FreeRTOS 8.2.1 mutex

rzingler wrote on Saturday, November 19, 2016:

Hi,

I’m having problems with a mutex, used to protect the access to an external Flash memory. Randomly, a task that uses the mutex (I don’t know if only one or more than one), for an unknown reason, accesses the external Flash memory without first taking the mutex, and, consequently, corrupts the memory data. I discover that by turning on a LED immediately after taking the mutex, and turning the LED off again before giving the mutex. When any task, after taking the mutex, detect the LED already ON, I show an error message, indicating the error (I made it on all tasks that access the mutex/external Flash).
I have already activated stack overflow detection, an all the tasks are OK, even after the problem occurs.
The problem sometimes appears in less than 1 hour, sometimes after almost a day.
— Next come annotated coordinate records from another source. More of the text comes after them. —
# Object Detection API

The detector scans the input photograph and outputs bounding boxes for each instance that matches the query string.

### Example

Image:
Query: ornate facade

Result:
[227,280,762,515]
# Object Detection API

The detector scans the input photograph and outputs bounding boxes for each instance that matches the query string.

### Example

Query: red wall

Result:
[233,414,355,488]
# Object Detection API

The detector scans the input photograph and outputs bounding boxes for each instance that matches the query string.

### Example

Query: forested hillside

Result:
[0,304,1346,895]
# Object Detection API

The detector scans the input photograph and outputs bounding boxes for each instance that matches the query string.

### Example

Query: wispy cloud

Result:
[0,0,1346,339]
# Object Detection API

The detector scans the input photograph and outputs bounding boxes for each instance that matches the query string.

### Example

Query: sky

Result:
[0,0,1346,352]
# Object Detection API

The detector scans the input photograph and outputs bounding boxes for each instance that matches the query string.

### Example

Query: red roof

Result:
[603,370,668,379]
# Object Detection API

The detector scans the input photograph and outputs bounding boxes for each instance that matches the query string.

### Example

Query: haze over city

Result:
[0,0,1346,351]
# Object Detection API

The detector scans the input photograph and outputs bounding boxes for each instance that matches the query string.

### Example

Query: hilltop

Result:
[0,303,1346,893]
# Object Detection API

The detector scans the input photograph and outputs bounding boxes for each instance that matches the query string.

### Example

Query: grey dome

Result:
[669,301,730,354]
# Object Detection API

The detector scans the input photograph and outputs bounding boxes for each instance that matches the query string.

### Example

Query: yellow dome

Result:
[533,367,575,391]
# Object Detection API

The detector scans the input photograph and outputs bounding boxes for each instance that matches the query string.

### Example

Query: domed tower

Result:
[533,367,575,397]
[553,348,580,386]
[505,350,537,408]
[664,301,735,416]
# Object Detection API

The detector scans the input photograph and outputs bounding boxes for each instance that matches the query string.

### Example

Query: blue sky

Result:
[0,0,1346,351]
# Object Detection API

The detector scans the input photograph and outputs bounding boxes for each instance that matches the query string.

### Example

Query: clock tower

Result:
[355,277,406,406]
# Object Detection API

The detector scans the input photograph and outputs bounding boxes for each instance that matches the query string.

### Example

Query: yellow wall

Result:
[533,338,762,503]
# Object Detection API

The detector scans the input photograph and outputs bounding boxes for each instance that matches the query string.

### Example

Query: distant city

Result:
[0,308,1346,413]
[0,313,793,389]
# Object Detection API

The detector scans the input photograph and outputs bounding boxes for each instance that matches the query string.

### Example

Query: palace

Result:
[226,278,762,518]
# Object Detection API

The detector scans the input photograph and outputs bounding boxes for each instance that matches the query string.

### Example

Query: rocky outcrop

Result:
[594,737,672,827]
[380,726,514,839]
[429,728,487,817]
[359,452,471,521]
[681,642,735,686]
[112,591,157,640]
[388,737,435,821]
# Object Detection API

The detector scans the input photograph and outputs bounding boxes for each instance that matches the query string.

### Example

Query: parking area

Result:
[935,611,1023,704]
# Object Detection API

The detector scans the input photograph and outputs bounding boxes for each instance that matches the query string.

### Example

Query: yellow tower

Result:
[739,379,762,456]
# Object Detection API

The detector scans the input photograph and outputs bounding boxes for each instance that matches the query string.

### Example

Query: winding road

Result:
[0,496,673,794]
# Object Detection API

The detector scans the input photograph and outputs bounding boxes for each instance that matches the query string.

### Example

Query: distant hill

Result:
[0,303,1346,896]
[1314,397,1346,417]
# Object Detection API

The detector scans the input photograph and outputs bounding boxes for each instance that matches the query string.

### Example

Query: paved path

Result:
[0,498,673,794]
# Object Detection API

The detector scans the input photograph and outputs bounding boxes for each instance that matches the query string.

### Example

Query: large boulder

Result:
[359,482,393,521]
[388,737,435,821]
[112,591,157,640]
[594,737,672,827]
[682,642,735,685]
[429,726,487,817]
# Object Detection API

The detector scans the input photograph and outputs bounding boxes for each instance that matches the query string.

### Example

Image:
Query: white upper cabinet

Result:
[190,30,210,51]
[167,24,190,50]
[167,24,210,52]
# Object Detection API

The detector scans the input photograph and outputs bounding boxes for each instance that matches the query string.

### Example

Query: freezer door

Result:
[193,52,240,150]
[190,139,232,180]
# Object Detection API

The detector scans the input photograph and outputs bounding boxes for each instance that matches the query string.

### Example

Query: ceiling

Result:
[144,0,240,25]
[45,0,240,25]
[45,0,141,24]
The project characteristics are as follows:

  • FreeRTOS 8.2.1
  • KEIL uVision4 IDE
  • LPC2138 (ARM7) microcontroller
  • 768 bytes of stack in Supervisor and IRQ modes (all other modes have 8 bytes stack sizes).
  • Level 0 optimization (-O0)
  • ARM/Thumb Interworking enabled
  • Thumb-mode code generation
  • Macros taskENTER_CRITICAL() and taskEXIT_CRITICAL() are called on the application code (can they corrupt/alter the stack?).
  • Memory management with heap_1.c.

Here is the task used to take the mutex and store the data on external Flash.

static void taskStoreReadings( void *pvParameters ){	
	unsigned char		
		*ptr;		
	unsigned short	
        indice,	
		sectorNumber,
		vectorIndex;
	unsigned int
		memAddr;
	struct elecSensorData
		elecSensor;	
	struct rainWindLightData
		mecSensor;
	struct sensorLogData	
		sensorLog;	 		
		
	(void) pvParameters;	

	for(;;){
	
		//
		while( xQueueReceive(elecSensorQueue, &elecSensor, portMAX_DELAY) == pdFALSE );  		
		while( xQueueReceive(rainWindLightQueue, &mecSensor, portMAX_DELAY) == pdFALSE );	

		//
		while( xSemaphoreTake(spiSemaphore, portMAX_DELAY) == pdFALSE );
		
		sensorLog.elecSensor= elecSensor;
		sensorLog.mecLightSensor= mecSensor;
		sensorLog.rtc= rtcData;		
		
		//calcula endereco de inicio do log na flash externa	
		memAddr= (unsigned int)ptrProd * SENSOR_LOG_SIZE;
		memAddr += SENSOR_LOG_ADDR_INI;  			
	
		//calcula o indice de inicio do log dentro do array
		vectorIndex= memAddr % SPIMEM_SECTOR_SIZE;	
	
		//calcula a qual setor o endereco pertence
		sectorNumber= memAddr / SPIMEM_SECTOR_SIZE;	
        
        //
        spiMemReadSector( sectorNumber, extMemBuf );	

        //copia os dados do registro p/ o vetor 
		ptr= (unsigned char *)&sensorLog;
		for( indice= 0; indice < sizeof(sensorLog); indice++ ){
			extMemBuf[vectorIndex++]= *ptr;
			ptr++;
		}

        //
        spiMemEraseSector( sectorNumber );
	    spiMemWriteSector( sectorNumber, extMemBuf );		

		//atualiza ponteiro de fim de fila
		ptrProd++;
		if( ptrProd == MAX_LOGS_SENSORES )
			ptrProd= 0;	        
				
		//
		xSemaphoreGive( spiSemaphore );	  				
		
	}

}  

Any help would be appreciated.

Thanks.

rtel wrote on Sunday, November 20, 2016:

Thanks for providing the detailed information - I wish more posters
would do that!

The cost you posted does not show where the LED is set and cleared. Am
I correct in assuming you set it immediately after the following line:

while( xSemaphoreTake(spiSemaphore, portMAX_DELAY) == pdFALSE );

and clear it again immediately before the line:

xSemaphoreGive( spiSemaphore );

Which other tasks use the mutex? Is it more instances of
taskStoreReadings(), or different implementations. If the latter could
you show the other tasks too (cut down if necessary).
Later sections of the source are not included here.